Consider the statistical model $\left( E, \{\Bbb P_ \theta\}_{\theta \in \Theta}\right)$(with $\Theta \subseteq \Bbb R$) and a random i.i.d sample $X_1, \ldots, X_n$ from the true distribution $P_{\bar{\theta}}.$ Note that we fix the true parameter $\bar{\theta}$ to differentiate it from the generic $\theta$ that is used for denoting the elements in $\Theta.$ Let $\alpha \in (0, 1).$ Which of the following definitions of a confidence interval of level $1 - \alpha$ is the correct one? Could you point me to a reference on the correct definition?

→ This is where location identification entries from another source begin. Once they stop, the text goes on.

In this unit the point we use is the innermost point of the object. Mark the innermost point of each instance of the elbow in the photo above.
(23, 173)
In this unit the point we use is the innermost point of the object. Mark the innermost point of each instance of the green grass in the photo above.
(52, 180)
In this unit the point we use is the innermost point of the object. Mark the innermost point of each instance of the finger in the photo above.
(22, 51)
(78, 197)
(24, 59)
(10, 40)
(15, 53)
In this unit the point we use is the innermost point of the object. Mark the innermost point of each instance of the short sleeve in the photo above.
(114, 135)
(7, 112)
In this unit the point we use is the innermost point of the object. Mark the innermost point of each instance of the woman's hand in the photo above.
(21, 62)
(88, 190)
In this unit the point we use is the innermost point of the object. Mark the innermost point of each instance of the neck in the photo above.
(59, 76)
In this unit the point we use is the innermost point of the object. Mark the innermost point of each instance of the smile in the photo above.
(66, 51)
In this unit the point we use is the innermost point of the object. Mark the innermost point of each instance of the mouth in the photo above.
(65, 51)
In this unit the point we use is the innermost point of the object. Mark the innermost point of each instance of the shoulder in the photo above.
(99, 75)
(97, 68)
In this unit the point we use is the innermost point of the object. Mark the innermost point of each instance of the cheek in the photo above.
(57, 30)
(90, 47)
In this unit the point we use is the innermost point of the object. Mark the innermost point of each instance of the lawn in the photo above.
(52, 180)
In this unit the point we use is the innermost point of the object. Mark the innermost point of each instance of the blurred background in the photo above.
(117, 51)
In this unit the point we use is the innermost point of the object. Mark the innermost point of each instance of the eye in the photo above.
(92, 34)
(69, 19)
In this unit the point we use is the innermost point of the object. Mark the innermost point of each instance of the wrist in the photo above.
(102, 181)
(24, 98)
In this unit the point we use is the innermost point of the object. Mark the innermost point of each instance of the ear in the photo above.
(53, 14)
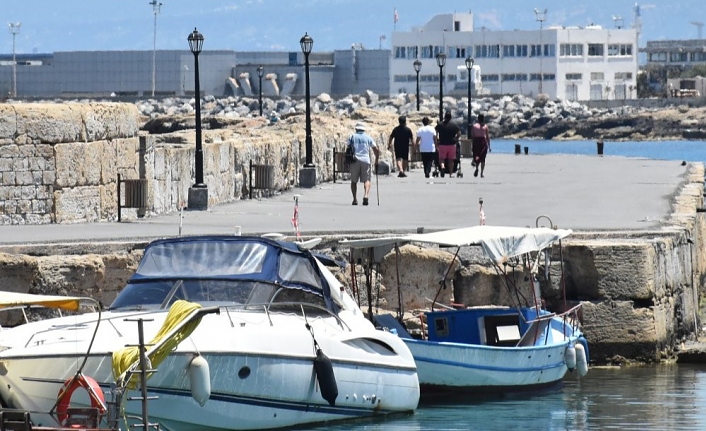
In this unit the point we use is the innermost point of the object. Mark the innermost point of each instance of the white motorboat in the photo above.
(492, 348)
(288, 347)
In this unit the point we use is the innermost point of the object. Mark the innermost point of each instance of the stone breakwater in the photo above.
(507, 116)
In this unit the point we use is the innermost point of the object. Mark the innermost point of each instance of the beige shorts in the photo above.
(360, 171)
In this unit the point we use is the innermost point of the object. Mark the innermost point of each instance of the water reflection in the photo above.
(662, 397)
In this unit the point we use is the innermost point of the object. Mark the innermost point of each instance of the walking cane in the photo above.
(377, 183)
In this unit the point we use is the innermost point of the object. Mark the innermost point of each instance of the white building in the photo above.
(574, 63)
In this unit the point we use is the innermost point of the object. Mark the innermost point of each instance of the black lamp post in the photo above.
(260, 72)
(469, 68)
(196, 198)
(417, 68)
(441, 61)
(307, 43)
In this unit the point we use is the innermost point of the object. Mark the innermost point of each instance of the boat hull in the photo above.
(261, 371)
(453, 366)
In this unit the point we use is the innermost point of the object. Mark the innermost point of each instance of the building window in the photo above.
(677, 57)
(619, 49)
(508, 50)
(595, 50)
(571, 50)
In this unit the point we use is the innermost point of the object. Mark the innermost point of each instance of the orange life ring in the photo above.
(95, 393)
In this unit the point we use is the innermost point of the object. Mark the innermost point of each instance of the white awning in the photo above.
(498, 242)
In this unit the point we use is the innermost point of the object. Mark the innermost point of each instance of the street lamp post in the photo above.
(156, 7)
(541, 16)
(441, 61)
(198, 194)
(307, 175)
(260, 72)
(417, 68)
(469, 68)
(14, 29)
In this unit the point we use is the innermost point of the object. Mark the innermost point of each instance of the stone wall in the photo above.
(59, 162)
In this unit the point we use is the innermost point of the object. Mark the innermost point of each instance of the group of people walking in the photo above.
(437, 145)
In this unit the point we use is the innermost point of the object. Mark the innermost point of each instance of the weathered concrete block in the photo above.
(51, 123)
(615, 329)
(424, 269)
(77, 204)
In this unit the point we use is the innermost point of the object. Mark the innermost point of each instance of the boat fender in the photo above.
(581, 362)
(95, 394)
(570, 357)
(200, 379)
(324, 375)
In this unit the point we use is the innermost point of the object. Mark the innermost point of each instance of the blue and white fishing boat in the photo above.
(492, 348)
(287, 347)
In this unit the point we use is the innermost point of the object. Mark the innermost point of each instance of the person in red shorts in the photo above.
(481, 144)
(448, 133)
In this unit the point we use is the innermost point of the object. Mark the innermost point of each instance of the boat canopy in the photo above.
(231, 258)
(499, 243)
(15, 299)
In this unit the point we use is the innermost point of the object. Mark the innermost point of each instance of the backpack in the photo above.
(350, 152)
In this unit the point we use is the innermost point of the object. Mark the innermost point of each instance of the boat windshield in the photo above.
(162, 294)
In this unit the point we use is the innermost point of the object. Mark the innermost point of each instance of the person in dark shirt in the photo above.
(448, 133)
(403, 138)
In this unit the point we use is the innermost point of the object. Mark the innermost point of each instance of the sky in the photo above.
(277, 25)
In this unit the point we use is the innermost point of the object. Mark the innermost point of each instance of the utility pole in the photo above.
(14, 29)
(156, 8)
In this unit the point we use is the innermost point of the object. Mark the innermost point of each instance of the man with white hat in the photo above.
(362, 143)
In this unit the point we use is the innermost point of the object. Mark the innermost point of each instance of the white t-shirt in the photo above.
(426, 144)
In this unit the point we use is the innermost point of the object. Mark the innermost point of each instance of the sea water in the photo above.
(655, 397)
(649, 398)
(690, 151)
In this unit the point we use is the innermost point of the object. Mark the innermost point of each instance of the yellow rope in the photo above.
(124, 358)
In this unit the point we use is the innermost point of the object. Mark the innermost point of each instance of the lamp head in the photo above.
(306, 43)
(195, 41)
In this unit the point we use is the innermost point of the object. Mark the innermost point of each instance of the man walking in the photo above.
(403, 138)
(426, 145)
(360, 170)
(448, 133)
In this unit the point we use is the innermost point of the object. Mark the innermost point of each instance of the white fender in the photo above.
(581, 364)
(570, 357)
(200, 379)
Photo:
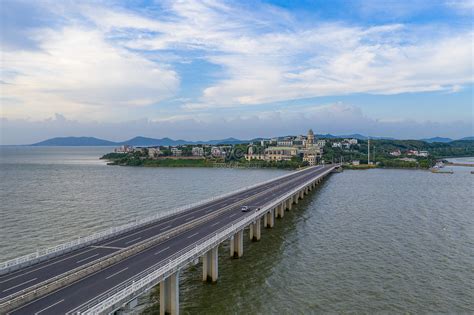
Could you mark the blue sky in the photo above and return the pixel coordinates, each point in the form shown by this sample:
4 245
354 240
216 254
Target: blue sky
216 69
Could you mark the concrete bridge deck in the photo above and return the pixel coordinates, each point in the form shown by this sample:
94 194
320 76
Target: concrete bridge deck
167 239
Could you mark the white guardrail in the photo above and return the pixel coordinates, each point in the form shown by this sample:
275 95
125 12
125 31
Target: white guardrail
121 293
47 253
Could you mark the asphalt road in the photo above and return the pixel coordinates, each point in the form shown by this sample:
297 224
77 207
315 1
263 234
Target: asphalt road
26 277
69 298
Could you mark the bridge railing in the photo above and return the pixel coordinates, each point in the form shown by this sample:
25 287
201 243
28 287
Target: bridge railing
47 253
116 296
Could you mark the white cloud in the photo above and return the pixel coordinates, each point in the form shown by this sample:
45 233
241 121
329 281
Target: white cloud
270 57
97 63
78 72
331 118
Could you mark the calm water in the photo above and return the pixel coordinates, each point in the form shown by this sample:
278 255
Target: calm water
386 241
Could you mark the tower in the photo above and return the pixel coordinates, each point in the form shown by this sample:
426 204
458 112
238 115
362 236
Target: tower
310 138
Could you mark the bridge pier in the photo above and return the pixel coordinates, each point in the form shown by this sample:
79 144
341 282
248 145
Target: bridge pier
256 229
169 295
269 219
210 265
237 245
281 210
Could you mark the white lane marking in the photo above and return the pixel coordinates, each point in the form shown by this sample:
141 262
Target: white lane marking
193 235
39 268
114 274
15 286
107 247
83 259
135 239
44 309
160 251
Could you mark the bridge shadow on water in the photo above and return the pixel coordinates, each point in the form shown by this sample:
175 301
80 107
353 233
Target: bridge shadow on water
245 283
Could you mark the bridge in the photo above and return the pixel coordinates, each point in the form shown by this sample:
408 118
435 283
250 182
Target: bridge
107 271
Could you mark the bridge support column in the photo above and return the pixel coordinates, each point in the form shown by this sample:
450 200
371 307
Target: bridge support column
257 231
237 245
270 218
210 265
280 210
169 295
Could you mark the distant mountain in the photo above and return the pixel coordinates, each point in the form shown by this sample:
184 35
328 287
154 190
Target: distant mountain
136 142
149 142
437 139
75 141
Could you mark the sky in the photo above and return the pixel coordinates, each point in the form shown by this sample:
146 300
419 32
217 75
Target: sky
200 70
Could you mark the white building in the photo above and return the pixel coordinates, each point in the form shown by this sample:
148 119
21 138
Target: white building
197 151
176 152
321 143
396 153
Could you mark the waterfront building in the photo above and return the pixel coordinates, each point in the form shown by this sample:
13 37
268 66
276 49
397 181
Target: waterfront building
321 143
286 142
153 153
124 149
280 153
176 152
395 153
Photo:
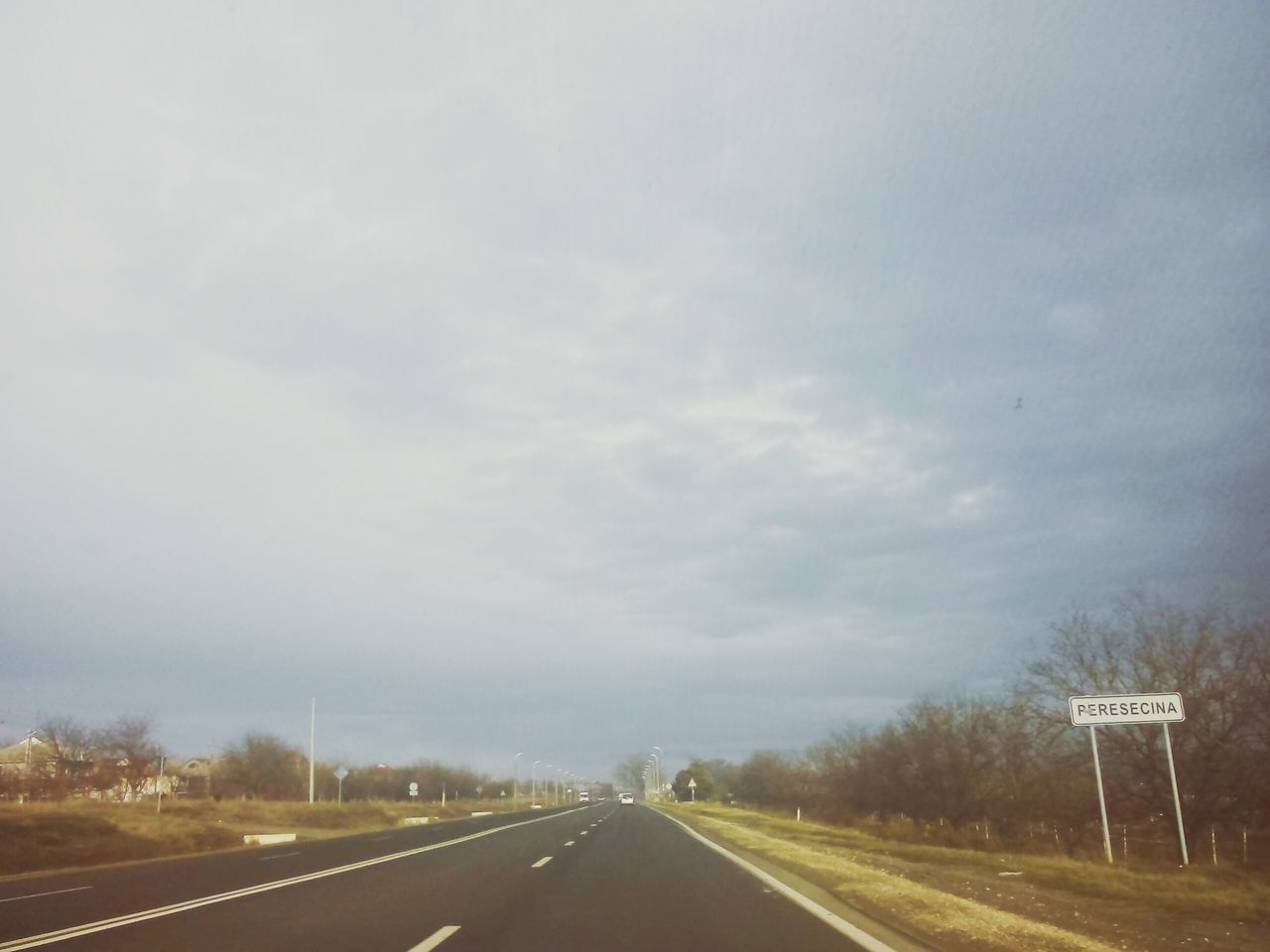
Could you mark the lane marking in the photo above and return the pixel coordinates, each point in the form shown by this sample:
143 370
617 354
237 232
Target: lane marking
71 932
53 892
436 938
834 921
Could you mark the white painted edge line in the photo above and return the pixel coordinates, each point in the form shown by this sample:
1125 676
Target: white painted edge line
132 918
834 921
51 892
436 938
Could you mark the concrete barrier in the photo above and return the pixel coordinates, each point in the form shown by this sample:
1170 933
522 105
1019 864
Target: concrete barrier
266 838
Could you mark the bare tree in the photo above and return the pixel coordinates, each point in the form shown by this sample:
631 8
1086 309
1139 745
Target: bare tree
127 752
73 746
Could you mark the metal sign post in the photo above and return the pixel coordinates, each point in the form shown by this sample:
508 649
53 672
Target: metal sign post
1130 708
340 774
1178 800
1102 801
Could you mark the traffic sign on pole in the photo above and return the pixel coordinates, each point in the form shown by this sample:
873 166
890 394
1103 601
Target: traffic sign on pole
1162 708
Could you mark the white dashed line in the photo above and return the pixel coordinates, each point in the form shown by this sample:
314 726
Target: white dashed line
436 938
37 895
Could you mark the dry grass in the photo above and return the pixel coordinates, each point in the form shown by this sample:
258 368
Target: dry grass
39 837
957 900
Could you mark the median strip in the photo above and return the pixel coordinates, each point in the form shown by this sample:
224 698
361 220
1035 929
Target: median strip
132 918
834 921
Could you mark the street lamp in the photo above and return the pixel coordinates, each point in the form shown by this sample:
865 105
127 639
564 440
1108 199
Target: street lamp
516 779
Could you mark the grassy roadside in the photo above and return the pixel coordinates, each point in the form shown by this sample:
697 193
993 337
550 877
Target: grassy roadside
41 837
957 900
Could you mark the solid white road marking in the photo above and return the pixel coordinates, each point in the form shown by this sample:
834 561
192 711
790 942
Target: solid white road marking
436 938
834 921
71 932
54 892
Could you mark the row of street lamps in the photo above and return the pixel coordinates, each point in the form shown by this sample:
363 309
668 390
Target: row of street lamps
550 782
653 774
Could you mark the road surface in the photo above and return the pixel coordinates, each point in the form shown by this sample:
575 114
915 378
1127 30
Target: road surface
589 878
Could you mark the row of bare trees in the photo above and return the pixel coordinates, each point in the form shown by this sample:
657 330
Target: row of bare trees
71 758
1015 760
64 758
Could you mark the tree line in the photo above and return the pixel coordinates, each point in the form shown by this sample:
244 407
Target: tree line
123 761
1014 760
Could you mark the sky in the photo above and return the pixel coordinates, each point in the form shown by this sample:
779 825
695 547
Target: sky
575 379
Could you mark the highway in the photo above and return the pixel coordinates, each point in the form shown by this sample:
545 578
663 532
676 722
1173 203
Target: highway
589 878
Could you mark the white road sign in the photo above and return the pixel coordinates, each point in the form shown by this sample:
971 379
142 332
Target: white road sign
1125 708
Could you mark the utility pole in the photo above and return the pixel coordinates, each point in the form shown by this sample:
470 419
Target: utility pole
313 733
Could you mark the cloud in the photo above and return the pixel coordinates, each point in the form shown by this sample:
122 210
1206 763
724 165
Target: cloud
488 375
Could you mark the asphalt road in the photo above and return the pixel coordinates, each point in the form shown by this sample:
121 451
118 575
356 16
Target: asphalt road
592 878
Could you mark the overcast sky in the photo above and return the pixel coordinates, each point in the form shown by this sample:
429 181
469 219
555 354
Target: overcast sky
578 379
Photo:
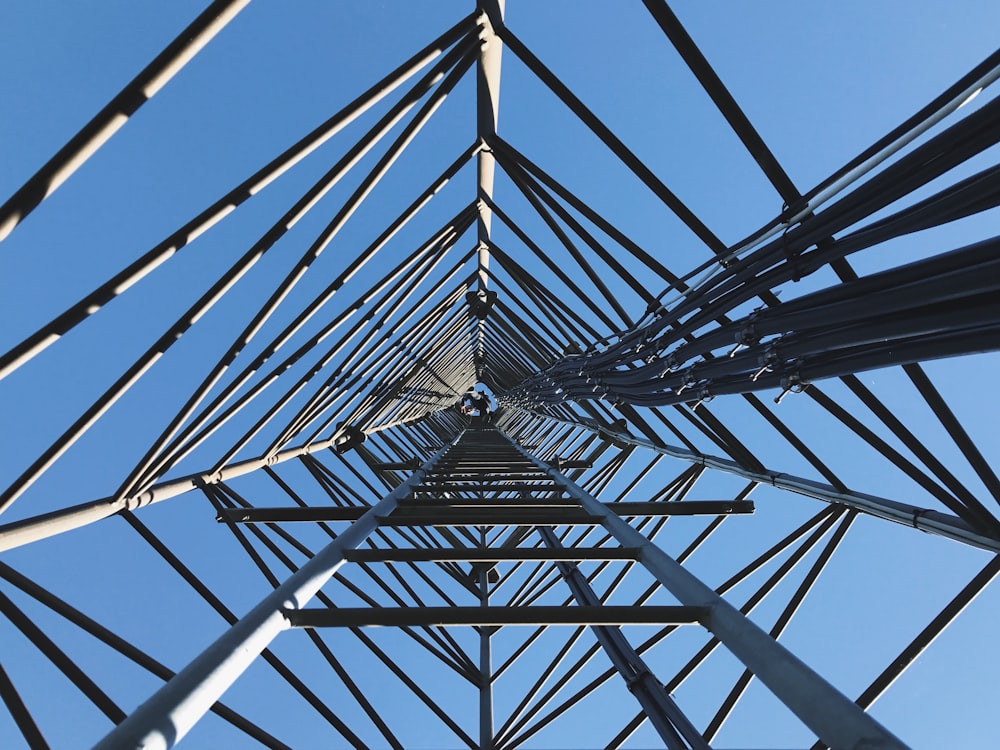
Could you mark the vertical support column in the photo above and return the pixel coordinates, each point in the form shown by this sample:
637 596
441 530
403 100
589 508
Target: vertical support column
487 111
164 719
485 668
836 719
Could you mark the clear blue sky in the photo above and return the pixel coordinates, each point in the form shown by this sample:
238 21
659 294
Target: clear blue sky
820 81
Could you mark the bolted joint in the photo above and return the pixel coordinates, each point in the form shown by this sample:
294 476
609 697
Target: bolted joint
481 303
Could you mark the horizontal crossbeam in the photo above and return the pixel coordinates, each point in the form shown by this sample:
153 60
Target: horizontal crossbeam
445 515
493 616
491 555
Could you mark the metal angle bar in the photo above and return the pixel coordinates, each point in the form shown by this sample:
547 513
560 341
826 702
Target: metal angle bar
180 445
924 519
783 619
924 639
321 403
207 300
445 515
504 148
119 283
537 195
661 709
453 648
19 712
171 712
60 660
206 594
117 112
493 616
916 446
49 524
725 102
833 717
493 555
617 147
536 201
127 649
954 428
383 165
487 111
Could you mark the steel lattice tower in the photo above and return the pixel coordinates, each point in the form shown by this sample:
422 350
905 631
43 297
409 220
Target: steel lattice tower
699 453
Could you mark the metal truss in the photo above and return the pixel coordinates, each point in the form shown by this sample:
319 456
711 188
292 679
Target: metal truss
583 565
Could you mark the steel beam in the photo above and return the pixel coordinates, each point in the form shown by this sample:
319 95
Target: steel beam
172 711
490 555
352 617
836 719
49 524
924 519
117 112
487 111
443 514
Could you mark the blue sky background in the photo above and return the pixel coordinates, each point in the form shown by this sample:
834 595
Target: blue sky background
820 81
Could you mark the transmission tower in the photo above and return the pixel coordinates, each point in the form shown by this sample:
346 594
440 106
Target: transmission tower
718 492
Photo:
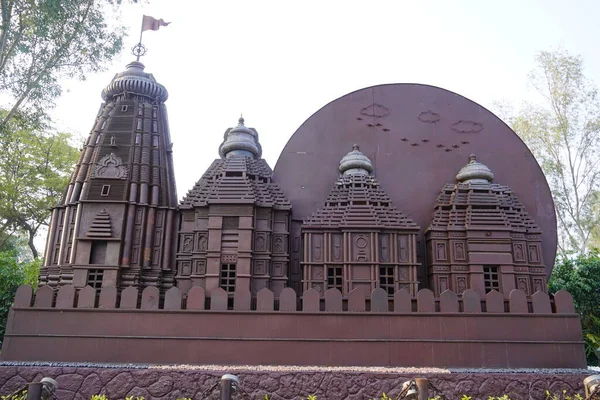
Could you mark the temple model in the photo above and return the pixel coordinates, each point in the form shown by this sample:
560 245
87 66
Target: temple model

A). An interval $\mathcal{I}_n$ whose boundaries do not depend on $\bar{\theta}$ (but are possibly a function of the sample) such that $\Bbb P_{\theta}(\mathcal{I}_n \ni \bar{\theta}) \geq 1 - \alpha \;\;\forall \;\theta \in \Theta.$
B). An interval $\mathcal{I}_n$ whose boundaries do not depend on $\bar{\theta}$ (but are possibly a function of the sample) such that $\Bbb P_{\theta}(\mathcal{I}_n \ni \theta) \geq 1 - \alpha \;\;\forall \;\theta \in \Theta.$
C). An interval $\mathcal{I}_n$ whose boundaries do not depend on $\bar{\theta}$ (but are possibly a function of the sample) such that $\Bbb P_{\bar{\theta}}(\mathcal{I}_n \ni \bar{\theta}) \geq 1 - \alpha.$
- 1,978
-
It's definitely not A (because such an interval need not exist, and it wouldn't be interesting if it did). And I believe B and C are fundamentally the same thing. – user469053 Sep 06 '22 at 15:39
-
@user469053 It is clear that B implies C but the converse does not hold. In any case, I am interested in the formal definition. Could you please help? – John D Sep 06 '22 at 18:46
-
1It's confusing what is meant by $P_\theta$ in B). You say that $\mathcal I_n$ is constructed using a sample from the true distribution $P_{\bar \theta}$, but I'm not sure if that's what you intend when you write $P_\theta(\theta \in \mathcal I_n)$. – user6247850 Sep 07 '22 at 02:02
-
If you are saying that C would hold, regardless of which value in the parameter space was the "true" value $\overline{\theta}$, then you have an implicit $\forall \overline{\theta}\in \Theta$ in $C$, yielding equivalence of B and C. – user469053 Sep 07 '22 at 16:23
3 Answers
After a cursory scan of some textbooks (Lehmann and Romano, "Testing Statistical Hypotheses" sec. 5.4; Keener, "Theoretical Statistics" sec. 9.4; or Wasserman "All of Statistics" sec 6.3.2), the most common definition seems to be (B).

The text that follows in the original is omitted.